I don't know why this feeling has come up so early this year - maybe so many things have happened that this year seems too full to hold any more. It was a year of personal growth, if professional stagnation. As I begin to look back on it, as though today were late December, there have been a few year-defining moments:
Getting married. Difficult to say why this was year-defining, even though I know it should be. Not very much has changed, other than adding the word 'husband' to my vernacular. Our family and friends are amazing, beautiful, supportive people, who made the day very special, and I felt and continue to feel very loved, but our friends and family were always amazing, beautiful and support people. I guess the year-defining-ness is that the event just brought these qualities more sharply into focus.
Of everyone, this was best exemplified by my sister. My little sister is more grown up than I could ever be, and she held me together with a fierce mix of bossiness, sarcasm and care. For all those who think I am ambitious, tenacious and stubborn - you don't know Kathy. And she's always much better dressed.
Lots of other people getting married. It was like chicken pox and everyone who was susceptible even in the slightest, caught the bug. Lovely, flowery, romantic, silly, Yay! bug. Something about the people around you marrying makes you realise you've graduated from adolescence to slightly less adolescent.
A difficult Third Show. I think trilogies are very difficult, and having attempted one in art, I'm not sure I could do it again. After two successful shows at the View Tube under the Views from the Edge mast, I am honest enough to say the third effort was not up to standard. A combination of bad timing, difficult curatorial position, and to some degree, a lack of inspiration or deep personal engagement, does not a good show make. Looking back on it, I'm not sure why it was attempted under those conditions, but it was an accurate representation of art-making for me in general this year.
In fact, other than wedding stationery and this difficult Third Show, I hardly ever made it into my shared studio in Bermondsey. I have no excuses - I just didn't go. It is probably the number one reason I am ready for this year to be psychologically over, as though the start of a new year wipes my creative slate clean and I can begin again, in a new space, making new work.
Running. aka, my billionth attempt at sustained weight loss. It went well at the start of this year, and in fact, better than I could have imagined. If you had said to me at the start of this year that by the end, I would have run a half marathon, and would be cycling 14-27 miles to work, I would have laughed it off as ridiculous. And yet, here I am.
I am reluctant to overstate anything here, though. I secretly still snack on horrendous things, and when I get a chance to do absolutely nothing, all by myself, I am usually ass-first on the couch with a remote in one hand and a coconut based pudding in the other.
Old work.
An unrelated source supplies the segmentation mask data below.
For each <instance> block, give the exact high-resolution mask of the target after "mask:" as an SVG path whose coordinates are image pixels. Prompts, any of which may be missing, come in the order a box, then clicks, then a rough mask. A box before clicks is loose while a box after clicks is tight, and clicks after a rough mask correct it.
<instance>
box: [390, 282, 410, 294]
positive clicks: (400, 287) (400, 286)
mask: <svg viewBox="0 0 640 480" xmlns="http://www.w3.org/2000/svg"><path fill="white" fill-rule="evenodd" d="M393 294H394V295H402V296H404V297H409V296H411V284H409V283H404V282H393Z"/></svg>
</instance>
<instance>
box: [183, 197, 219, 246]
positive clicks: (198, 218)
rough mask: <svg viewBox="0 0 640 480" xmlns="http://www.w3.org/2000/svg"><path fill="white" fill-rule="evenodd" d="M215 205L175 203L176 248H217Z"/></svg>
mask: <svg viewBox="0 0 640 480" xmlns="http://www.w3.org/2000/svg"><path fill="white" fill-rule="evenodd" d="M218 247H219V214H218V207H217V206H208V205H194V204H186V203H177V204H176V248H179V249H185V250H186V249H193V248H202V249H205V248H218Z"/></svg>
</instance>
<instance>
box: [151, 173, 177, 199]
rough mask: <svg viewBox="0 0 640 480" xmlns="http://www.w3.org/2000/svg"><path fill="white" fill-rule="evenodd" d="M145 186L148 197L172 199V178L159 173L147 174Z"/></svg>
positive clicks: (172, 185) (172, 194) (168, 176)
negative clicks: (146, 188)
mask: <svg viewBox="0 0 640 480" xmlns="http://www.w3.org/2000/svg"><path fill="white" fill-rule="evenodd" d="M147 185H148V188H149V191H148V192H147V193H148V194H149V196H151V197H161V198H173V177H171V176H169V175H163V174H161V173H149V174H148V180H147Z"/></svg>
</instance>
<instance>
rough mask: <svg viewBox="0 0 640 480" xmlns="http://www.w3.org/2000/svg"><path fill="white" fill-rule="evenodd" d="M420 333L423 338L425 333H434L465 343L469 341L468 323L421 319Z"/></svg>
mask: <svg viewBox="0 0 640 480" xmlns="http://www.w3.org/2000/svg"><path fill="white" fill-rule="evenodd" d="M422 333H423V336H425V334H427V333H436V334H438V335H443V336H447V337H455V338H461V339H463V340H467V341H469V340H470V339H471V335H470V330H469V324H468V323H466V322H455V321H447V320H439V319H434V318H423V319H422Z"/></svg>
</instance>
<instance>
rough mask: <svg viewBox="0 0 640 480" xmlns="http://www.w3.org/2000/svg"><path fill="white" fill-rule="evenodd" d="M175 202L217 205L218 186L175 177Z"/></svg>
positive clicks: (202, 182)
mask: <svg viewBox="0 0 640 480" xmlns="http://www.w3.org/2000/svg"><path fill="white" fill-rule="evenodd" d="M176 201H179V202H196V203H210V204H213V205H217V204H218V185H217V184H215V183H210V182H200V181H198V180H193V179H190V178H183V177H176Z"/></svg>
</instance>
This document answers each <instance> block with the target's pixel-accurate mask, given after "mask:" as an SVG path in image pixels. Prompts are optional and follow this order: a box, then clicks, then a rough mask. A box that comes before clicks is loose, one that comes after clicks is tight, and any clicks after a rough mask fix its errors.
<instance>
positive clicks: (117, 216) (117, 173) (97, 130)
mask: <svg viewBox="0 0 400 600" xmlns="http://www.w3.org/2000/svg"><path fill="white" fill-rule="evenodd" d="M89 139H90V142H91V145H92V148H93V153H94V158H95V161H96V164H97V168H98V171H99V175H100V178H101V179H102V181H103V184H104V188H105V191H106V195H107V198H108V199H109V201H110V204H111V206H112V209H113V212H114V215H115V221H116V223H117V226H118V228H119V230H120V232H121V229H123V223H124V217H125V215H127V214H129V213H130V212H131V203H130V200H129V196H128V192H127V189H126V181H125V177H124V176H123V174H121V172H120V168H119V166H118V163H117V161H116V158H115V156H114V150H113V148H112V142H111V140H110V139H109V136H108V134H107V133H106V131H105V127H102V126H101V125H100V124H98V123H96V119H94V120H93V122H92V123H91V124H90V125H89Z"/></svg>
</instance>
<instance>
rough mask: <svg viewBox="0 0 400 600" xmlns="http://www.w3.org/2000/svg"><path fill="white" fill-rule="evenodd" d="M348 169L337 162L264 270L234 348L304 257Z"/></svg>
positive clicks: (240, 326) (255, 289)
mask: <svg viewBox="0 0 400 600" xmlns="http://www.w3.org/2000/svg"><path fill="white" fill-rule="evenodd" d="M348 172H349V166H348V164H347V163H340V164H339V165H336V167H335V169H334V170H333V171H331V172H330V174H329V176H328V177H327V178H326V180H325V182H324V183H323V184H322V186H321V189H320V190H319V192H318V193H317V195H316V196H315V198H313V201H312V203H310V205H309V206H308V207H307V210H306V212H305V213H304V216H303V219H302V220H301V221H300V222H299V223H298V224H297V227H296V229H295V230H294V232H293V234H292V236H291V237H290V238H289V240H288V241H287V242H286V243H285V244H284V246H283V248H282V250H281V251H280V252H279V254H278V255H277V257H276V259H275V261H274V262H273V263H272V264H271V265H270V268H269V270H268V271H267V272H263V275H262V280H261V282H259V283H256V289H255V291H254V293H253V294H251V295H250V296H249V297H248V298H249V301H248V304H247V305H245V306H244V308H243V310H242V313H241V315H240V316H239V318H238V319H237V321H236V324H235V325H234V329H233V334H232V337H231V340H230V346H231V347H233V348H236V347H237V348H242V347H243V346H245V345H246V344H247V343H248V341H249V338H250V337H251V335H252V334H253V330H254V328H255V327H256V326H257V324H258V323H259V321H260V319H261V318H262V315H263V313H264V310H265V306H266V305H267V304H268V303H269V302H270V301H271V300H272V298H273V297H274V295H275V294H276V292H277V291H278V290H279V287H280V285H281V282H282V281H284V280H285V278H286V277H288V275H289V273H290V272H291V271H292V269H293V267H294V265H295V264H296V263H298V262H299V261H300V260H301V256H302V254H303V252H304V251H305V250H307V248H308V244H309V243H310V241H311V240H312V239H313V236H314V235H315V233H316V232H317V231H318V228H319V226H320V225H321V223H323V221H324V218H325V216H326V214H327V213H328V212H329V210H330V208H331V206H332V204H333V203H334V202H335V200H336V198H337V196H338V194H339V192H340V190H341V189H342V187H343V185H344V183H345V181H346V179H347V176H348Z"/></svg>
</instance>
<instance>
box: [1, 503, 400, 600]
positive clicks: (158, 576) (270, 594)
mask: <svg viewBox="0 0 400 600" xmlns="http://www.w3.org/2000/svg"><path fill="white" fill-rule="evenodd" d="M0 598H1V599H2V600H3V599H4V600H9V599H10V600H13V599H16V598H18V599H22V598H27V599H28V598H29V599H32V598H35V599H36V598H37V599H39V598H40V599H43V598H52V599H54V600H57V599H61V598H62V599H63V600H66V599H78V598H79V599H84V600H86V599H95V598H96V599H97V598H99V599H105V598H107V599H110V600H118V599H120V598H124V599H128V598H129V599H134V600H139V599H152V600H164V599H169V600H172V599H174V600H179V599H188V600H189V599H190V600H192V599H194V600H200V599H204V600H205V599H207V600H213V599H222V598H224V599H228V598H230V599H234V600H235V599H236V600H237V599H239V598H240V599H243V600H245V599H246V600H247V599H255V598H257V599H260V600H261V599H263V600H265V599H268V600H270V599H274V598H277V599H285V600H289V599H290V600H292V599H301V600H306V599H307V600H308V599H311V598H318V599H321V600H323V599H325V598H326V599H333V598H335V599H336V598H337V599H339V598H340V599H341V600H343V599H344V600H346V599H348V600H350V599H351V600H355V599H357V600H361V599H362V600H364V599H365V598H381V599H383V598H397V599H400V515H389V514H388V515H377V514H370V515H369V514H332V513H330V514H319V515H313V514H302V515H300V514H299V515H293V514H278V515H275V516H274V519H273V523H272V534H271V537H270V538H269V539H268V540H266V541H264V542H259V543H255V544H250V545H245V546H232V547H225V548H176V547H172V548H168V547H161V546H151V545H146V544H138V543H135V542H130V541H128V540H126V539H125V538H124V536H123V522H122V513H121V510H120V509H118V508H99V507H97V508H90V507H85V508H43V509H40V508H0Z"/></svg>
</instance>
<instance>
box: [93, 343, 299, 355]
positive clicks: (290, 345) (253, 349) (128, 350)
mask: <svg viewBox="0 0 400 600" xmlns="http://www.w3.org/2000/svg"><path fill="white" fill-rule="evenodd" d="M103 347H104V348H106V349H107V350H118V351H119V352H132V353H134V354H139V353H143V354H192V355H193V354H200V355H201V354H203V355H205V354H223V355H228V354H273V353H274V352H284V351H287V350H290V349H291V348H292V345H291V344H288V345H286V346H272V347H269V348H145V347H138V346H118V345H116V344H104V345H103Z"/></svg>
This year marks the end of the Start Family Programme at Tate Modern. After 10 and a half years of delivering gallery-based family programming, of which I worked the last five, the team has been disbanded and the red desk retired. It was one of my first jobs in London, and it gave me the confidence and experience to go after other work in the legendary 'big institutions' that define the city's public arts landscape. The job also gave me some fabulous friends.
New Work. When one door closes, another door opens, and at the first sign of troubled employment waters this year, I cast a net to see what other arty fishy jobs were available. The sea responded brilliantly, and I find myself working a the National Maritime Museum in a job I completely adore. It allows me to combine a hobbyist enthusiasm for ships and the sea, with family learning and art.
It is a little known fact I have a keenness for maritime history and the sea. I love British seaside towns, old dockyards and quays, moors, breakwalls, fishing villages, ports, anything with an HMS and a story. The smell of salt and sulphur, whipped hair in the wind, and in Margate this year, a mushy pea fritter, all contribute to the experience of watching water and sky. I like especially to sit as the tide comes in and watch it devour plots of sand and grit, pebbled beaches strewn with all matter of sea debris. It always makes me feel better, even when I didn't know I was down.
Which brings me to my resolutions. I'm not exactly down, but I'm also not quite up.
So here they are:
I will run or cycle, every day. Even it is only for 15 minutes. Every day. I'd like to say this is for health and thinness, but it's actually for bacon and ice cream.
I will draw something, every day, and not throw it away. Many of these will be ugly, but I will keep them until this time next year, instead of chucking them in an embarrassed fit. Some may even be posted here for digital posterity.
I will visit the sea once a month, every month, if only for an afternoon. Upness, not downness, is the way forward.